Step-by-step explanation:
To find the skydiver's velocity when he opened his parachute, we need to consider the information given. Initially, for the first 2 seconds, the skydiver accelerates at 9.8 m/s² due to gravity. This means the speed after 2 seconds would be 19.6 m/s. However, when the parachute opens and until reaching a constant downward velocity of 5.6 m/s, he experiences an average upward acceleration of 29.4 m/s². To find the velocity at parachute opening, we have to use the equation for uniform accelerated motion: V = u + at, where V is the final velocity, u is the initial velocity, a is the acceleration and t is the time.
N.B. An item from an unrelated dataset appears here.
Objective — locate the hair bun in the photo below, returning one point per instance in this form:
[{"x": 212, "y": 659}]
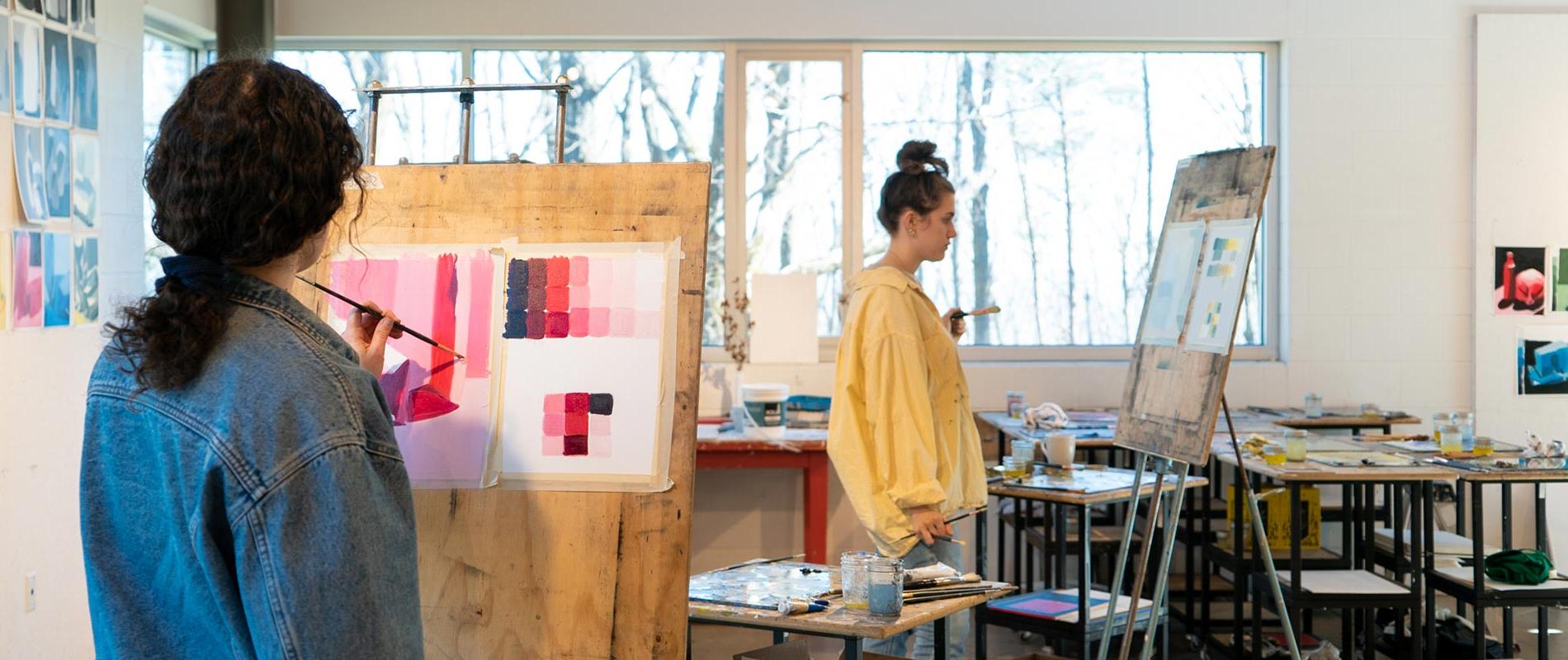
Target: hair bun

Since the skydiver reaches a constant velocity of 5.6 m/s downwards 90 seconds into his fall, and the upward acceleration occurred for 45 seconds (from opening the parachute at 45 seconds into the fall until 90 seconds into the fall), we can calculate the velocity at 45 seconds using the final velocity at 90 seconds to work backwards.
The final velocity equation in this case would be: 5.6 m/s (downwards) = V + (29.4 m/s² × 45 s). Solving for V gives us V = -1,326 + 5.6 = -1,320.4 m/s. Since the velocity is negative, it indicates the direction is downwards, and since the question asks for the velocity when he opened his parachute at 45 seconds, we take the magnitude without considering the direction imposed by the negative sign. Hence, the correct answer is D. 34.2 m/s downwards, considering that the downward velocity is continuous from the time of opening the parachute until reaching the constant velocity of 5.6 m/s.